Statistical analyses

In both phases of case/control analyses, we employed a collapsing gene burden test for significance testing, under the assumption that all rare, potentially protein-altering variants act in the same phenotypic direction with the same magnitude, independent of specific allele frequencies. In the few instances where an individual carried two rare variants in the same gene, these were counted as independent events generating a gene-allele burden count rather than a case count. In the first, discovery WES phase, chi-square p-values were calculated to compare the accumulation of rare variants (MAF < 0.01) in genes throughout the exome in patients versus controls, assuming a significance threshold of p = 6 × 10−6 (0.05/8150), based on the number of genes harboring at least one rare variant among either cases or controls in the WES data set. In the targeted gene phase (24 selected genes), Fisher’s exact test was used to calculate one-tailed p values for comparisons between patients and controls using GraphPad (https://www.graphpad.com/data-analysis-resource-center/#quickcalcs), with the statistical significance threshold corrected for the number of genes having a minimum number of rare variants as described under the “Results” section. When used, REVEL scores were used based on the pre-computed database; however, protein-truncating variants (stop gains, frameshift insertion/deletions), which are normally not assigned REVEL scores, were given a score of 1 for maximal predicted pathogenicity. REVEL scores are equally not assigned for intronic variants regardless whether they might affect splicing efficiency.

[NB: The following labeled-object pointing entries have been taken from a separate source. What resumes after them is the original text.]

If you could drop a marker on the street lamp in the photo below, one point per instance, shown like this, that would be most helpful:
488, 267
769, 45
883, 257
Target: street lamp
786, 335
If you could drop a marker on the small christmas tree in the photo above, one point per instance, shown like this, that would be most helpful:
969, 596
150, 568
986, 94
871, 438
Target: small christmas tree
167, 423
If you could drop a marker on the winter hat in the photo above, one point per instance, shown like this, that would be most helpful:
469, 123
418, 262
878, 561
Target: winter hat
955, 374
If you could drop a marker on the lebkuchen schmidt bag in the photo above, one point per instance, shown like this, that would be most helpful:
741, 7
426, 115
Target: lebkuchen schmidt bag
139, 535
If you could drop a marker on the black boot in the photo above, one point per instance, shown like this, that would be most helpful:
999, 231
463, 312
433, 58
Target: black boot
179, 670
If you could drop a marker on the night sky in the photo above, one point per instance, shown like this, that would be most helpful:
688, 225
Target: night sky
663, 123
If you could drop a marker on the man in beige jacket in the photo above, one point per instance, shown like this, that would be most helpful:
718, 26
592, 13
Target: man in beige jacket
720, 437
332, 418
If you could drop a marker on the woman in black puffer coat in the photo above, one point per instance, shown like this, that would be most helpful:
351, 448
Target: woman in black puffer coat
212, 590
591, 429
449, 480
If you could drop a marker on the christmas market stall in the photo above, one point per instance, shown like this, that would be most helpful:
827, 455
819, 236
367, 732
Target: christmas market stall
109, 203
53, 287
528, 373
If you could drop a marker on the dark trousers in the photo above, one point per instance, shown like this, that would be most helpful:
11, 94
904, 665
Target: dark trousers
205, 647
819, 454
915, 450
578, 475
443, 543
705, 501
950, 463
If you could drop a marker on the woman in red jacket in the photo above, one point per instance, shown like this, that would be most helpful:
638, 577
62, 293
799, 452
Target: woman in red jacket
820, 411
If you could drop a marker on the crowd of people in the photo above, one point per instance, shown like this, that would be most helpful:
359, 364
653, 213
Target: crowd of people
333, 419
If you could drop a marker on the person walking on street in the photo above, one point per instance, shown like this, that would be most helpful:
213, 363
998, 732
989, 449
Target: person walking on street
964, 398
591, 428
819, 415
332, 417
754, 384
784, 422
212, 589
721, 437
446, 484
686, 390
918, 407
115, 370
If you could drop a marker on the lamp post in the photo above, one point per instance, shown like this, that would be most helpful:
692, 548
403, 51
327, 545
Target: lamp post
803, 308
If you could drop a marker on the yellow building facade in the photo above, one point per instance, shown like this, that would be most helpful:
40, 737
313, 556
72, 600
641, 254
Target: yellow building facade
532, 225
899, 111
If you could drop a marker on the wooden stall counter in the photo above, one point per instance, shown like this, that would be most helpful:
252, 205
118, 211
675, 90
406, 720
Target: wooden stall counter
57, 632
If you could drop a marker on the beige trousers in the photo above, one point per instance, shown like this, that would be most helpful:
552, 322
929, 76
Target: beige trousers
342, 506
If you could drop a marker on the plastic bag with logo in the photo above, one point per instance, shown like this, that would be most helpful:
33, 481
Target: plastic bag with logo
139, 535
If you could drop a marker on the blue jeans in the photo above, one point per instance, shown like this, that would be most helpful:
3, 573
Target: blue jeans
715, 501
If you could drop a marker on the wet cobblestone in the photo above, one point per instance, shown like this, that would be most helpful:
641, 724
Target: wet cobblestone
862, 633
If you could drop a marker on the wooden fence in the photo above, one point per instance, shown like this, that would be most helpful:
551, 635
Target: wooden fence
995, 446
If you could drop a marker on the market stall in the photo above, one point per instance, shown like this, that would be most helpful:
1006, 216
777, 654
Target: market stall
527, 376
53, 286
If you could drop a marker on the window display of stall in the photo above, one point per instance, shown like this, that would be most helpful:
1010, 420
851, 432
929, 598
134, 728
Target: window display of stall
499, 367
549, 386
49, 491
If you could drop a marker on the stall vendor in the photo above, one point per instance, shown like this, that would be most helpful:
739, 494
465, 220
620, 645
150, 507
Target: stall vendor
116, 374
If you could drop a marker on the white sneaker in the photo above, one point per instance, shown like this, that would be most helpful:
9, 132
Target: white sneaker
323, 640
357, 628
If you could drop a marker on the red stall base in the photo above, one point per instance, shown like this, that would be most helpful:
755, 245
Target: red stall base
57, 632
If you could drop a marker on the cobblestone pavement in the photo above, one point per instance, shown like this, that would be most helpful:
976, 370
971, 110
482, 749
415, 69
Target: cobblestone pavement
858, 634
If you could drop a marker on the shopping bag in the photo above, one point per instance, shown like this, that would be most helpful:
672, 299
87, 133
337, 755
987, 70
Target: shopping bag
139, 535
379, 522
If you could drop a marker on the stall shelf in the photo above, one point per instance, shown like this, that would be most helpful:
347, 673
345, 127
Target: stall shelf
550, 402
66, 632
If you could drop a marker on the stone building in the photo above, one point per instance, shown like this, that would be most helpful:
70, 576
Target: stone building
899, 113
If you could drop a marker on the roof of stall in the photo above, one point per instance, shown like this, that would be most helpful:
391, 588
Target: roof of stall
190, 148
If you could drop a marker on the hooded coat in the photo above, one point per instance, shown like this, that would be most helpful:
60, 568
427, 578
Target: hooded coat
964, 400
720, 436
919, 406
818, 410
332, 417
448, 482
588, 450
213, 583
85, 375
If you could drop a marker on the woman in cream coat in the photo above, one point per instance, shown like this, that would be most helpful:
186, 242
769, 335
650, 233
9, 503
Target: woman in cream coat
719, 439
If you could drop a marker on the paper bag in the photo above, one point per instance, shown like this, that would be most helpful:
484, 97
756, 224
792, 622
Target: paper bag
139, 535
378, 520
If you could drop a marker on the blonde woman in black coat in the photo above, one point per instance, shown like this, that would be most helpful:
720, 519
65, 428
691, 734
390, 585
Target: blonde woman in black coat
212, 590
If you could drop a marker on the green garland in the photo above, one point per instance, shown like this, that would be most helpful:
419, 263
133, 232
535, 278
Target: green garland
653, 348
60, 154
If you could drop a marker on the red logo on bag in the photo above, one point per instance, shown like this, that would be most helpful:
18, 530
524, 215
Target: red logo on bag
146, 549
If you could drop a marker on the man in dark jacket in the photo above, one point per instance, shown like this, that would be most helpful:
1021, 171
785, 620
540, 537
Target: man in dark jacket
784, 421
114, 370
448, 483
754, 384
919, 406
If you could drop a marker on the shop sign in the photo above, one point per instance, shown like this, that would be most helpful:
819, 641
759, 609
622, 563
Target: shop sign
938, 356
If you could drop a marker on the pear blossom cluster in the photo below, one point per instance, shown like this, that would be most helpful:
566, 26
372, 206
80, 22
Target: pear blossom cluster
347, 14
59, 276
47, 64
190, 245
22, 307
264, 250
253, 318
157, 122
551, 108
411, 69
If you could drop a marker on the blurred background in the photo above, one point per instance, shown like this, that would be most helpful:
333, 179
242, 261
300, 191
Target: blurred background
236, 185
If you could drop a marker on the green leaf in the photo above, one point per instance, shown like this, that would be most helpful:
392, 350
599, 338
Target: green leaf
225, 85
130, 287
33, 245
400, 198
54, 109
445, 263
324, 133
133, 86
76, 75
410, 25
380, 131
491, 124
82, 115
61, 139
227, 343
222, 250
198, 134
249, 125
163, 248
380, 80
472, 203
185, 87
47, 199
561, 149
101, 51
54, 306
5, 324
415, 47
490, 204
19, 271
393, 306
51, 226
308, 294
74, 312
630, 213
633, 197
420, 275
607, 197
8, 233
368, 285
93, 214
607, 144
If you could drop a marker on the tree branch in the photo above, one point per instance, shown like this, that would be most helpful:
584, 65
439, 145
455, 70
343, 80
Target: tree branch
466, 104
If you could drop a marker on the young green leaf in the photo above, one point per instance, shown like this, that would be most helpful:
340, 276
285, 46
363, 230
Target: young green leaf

Validation of FAT3 gene structure

The gene model for FAT3 used by RefSeq does not appear to be supported by long individual human cDNA clones, and seems to be based on homology to several long rodent cDNAs. Therefore, to confirm the gene structure, we analyzed in-house brain RNA-Seq data and WGBS data from an unrelated individual not part of our cohorts, as well as from GENCODE public annotations. We also profiled FAT3 expression using GTExTranscriptome Portal (http://www.gtexportal.org/home/gene/FAT3).

Cell culture and RNA extraction

Primary osteoblasts were derived from bone specimens obtained intraoperatively from AIS and non-scoliotic trauma cases. Briefly, cells were grown in 10 cm2 culture dishes with Alpha Modification of Eagle’s Medium (αMEM) containing 10% fetal bovine serum (FBS) and 1% antibiotic/antimycotic at 37 °C and 5% CO2. Cells were grown until they reached confluence. Then, the cells were washed with phosphate-buffered saline (PBS 1×) twice and treated with 1 ml TRIzol, lysed and transferred to 1.5 ml tube and stored at − 80 °C. RNA was extracted using TRIzol, following the manufacturer’s instructions.

Quantitative RT-polymerase chain reaction (qRT-PCR)

Expression analyses by qRT-PCR were done in triplicate using GAPDH and PPIA (Peptidylprolyl isomerase A) as normalizing housekeeping genes (Supplemental Information).